Egypt recently initiated an ambitious plan to upgrade the public-sector spinning and weaving industry within four years at a cost of LE25 bn. The plan includes developing the infrastructure of the companies, procuring advanced machines from Germany and Italy and training workers to use the equipment, according to Public Enterprise Minister Hisham Tawfik.
The aim is to eliminate the losses of the companies, estimated at LE2.7 bn in 2018, and turning those into profits of LE3 bn within four years, Tawfik said. Thirty two companies affiliated to the Holding Company for Spinning and Weaving will be merged to form 10 large companies while changing three of them, Mahalla, Kafr Al-Dawar, and Helwan, into integrated giant complexes.
The plan also involves reviving cotton cultivation by increasing export of finished products rather than depending on exporting raw cotton, allowing the industry to benefit from higher added value, according to a report. Amr Nassar, Minister of industry and foreign trade, said the government is giving priority to promoting the textiles sector not only by developing the public-sector companies but also by attracting foreign investment in the sector.

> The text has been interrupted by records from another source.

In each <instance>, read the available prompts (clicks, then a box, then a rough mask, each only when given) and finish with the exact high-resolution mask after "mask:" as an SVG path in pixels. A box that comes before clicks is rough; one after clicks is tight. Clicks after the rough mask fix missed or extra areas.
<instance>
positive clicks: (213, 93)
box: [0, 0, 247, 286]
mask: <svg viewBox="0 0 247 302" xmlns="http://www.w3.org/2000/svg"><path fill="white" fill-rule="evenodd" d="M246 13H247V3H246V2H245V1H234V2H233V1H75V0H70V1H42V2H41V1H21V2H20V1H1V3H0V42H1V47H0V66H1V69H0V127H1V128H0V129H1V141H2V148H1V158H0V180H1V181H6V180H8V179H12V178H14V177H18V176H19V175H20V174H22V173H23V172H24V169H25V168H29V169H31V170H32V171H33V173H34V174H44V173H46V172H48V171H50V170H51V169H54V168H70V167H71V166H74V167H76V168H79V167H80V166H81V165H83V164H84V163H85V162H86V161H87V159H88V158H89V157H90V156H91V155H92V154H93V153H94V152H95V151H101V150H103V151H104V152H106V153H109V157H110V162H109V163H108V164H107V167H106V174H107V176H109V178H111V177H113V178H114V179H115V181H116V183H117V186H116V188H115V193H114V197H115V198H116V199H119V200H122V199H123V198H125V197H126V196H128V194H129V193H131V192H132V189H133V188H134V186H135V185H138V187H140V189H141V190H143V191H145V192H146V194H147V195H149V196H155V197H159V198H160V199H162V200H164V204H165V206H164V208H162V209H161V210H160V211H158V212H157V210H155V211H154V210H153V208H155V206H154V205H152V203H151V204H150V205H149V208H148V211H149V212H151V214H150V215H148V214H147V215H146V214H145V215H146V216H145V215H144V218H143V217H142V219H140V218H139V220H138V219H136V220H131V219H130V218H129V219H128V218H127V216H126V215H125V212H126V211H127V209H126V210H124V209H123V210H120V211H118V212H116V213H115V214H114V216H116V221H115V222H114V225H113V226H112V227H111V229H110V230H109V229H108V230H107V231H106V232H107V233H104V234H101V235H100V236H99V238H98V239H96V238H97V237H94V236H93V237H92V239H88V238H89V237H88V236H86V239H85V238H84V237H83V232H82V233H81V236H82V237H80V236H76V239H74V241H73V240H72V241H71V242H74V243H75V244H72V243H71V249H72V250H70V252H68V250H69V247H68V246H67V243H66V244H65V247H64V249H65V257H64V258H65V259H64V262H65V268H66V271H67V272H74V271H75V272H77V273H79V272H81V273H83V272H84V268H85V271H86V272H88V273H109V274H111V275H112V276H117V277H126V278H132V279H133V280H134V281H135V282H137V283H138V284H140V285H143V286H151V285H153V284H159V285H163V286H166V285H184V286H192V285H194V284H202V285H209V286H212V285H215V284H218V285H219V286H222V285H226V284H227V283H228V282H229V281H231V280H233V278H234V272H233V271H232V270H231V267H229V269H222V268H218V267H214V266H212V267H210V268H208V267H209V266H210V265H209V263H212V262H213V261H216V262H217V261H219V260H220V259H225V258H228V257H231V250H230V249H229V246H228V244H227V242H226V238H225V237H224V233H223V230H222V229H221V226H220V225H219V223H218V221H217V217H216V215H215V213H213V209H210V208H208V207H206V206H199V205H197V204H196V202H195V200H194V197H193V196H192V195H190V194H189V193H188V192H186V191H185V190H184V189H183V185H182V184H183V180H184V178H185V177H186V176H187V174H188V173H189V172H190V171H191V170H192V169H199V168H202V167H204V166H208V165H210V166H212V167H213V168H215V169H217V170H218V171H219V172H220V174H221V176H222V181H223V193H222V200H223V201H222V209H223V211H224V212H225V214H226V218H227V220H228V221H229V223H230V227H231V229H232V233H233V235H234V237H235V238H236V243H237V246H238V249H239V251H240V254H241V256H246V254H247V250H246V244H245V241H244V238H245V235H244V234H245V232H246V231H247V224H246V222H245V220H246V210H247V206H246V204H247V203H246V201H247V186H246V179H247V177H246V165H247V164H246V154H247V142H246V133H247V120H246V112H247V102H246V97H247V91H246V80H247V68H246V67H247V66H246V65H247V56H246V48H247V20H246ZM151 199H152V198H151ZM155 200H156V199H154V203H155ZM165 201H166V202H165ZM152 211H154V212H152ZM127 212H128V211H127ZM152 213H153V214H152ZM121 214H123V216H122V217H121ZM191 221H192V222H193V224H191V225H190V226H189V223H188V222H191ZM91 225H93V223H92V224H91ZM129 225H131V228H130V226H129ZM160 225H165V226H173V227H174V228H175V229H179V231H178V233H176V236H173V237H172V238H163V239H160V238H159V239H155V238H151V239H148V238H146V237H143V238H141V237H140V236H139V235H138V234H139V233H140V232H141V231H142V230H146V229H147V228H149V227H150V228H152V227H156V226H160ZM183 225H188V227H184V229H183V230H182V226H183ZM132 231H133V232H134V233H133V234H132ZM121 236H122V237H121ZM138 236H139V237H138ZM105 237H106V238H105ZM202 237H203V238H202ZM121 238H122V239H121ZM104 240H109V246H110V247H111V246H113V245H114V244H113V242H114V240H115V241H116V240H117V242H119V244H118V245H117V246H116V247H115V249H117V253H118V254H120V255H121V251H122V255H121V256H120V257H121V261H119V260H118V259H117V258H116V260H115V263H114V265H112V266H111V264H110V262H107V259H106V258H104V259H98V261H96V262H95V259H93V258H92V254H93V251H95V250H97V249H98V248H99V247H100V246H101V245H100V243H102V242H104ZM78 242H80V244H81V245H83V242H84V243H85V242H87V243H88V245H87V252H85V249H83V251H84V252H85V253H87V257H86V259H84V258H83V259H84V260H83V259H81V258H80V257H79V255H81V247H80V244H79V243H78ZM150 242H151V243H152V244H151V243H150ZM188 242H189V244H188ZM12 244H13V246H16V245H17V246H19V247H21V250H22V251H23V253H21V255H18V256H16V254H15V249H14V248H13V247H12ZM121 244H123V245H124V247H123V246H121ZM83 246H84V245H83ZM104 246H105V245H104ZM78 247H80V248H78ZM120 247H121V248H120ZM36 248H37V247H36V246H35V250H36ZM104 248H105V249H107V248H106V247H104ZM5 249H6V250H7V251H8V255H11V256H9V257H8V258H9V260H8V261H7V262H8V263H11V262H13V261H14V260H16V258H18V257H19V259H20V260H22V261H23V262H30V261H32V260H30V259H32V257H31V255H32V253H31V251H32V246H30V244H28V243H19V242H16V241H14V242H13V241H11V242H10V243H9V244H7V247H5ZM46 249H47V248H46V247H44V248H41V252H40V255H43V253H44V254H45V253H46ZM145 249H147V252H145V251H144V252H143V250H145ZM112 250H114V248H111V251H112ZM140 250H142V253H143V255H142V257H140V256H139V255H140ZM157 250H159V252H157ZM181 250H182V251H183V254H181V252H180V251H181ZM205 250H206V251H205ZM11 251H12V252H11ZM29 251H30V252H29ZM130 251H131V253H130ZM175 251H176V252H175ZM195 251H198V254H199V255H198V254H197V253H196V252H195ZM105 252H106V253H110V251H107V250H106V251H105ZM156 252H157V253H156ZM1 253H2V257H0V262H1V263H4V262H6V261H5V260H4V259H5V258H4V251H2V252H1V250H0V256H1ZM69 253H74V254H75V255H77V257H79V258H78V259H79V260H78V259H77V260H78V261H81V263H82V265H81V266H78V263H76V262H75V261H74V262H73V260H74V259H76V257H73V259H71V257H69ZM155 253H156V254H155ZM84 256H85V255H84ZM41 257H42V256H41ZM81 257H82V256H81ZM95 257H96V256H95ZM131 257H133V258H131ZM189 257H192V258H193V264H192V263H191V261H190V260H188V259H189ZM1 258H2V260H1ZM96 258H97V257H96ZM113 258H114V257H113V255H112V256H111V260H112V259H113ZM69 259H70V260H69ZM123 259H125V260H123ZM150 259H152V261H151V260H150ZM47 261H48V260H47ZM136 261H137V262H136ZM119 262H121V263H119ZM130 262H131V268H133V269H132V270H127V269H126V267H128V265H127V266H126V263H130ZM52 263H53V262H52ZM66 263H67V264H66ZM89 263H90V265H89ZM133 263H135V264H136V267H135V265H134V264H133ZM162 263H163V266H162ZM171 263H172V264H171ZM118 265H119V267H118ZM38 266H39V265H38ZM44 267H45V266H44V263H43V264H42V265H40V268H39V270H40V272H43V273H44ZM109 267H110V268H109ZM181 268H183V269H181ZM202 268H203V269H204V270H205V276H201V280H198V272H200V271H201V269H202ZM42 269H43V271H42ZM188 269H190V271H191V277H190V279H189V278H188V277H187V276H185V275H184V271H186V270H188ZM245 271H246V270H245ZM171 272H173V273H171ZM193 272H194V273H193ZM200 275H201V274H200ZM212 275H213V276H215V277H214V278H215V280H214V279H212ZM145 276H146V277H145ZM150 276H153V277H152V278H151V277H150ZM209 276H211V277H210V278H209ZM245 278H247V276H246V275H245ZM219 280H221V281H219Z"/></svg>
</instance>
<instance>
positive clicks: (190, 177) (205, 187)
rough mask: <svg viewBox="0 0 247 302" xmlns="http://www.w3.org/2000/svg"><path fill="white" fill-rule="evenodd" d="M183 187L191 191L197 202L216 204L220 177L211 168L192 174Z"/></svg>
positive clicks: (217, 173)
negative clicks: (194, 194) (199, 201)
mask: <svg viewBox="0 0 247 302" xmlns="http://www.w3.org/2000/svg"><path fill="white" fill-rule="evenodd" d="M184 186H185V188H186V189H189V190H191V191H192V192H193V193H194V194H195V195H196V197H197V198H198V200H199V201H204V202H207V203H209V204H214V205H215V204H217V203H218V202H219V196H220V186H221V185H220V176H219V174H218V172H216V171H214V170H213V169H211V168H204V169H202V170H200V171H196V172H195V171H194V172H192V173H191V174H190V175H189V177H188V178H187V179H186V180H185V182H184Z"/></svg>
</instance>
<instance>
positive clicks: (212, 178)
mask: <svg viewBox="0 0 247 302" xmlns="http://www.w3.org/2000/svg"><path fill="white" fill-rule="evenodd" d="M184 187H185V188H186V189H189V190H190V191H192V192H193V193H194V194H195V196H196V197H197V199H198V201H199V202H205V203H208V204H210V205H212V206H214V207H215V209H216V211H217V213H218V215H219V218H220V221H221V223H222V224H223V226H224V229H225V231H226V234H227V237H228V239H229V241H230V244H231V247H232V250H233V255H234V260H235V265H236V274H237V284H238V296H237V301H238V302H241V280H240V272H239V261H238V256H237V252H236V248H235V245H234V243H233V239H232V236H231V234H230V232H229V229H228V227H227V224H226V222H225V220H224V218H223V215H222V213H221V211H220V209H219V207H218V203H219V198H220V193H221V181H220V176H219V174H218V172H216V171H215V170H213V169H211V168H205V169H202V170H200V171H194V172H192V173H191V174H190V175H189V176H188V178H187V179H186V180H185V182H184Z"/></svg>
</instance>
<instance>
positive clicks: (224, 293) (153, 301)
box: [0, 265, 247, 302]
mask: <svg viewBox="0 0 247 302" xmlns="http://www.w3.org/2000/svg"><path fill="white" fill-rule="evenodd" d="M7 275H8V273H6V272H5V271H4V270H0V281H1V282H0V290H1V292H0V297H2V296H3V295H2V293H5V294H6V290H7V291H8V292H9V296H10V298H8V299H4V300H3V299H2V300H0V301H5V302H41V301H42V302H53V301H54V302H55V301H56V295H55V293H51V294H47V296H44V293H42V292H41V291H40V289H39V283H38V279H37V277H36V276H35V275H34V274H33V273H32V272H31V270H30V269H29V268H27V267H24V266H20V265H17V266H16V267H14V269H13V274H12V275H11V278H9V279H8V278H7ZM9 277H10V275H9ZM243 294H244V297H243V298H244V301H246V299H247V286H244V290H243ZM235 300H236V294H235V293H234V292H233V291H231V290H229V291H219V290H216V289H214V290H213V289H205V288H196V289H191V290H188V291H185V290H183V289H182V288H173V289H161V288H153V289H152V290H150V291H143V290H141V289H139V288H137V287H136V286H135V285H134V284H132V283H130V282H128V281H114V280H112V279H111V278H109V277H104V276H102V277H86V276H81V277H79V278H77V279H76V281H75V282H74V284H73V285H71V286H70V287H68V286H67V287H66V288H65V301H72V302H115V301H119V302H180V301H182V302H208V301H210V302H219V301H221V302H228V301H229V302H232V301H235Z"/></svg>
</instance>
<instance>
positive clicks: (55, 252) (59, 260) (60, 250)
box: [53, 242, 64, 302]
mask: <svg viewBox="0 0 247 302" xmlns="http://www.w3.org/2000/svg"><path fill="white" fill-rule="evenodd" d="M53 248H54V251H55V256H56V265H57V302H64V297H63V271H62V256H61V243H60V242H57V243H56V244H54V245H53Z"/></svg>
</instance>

The public-sector companies have long posted losses due to high production costs, debt to governmental agencies and the lack of a qualified labour force. Factories and machines have not been upgraded for decades. According to an anonymous former government official quoted in the report, it is not clear if the government would use Egyptian cotton in the factories. If Egyptian long-staple cotton is to be used to produce readymade garments, these products will be difficult to market as they will be expensive and global demand for such high-quality goods is limited, he said. The exports of the public spinning and weaving companies currently comprise 12 per cent of total exports.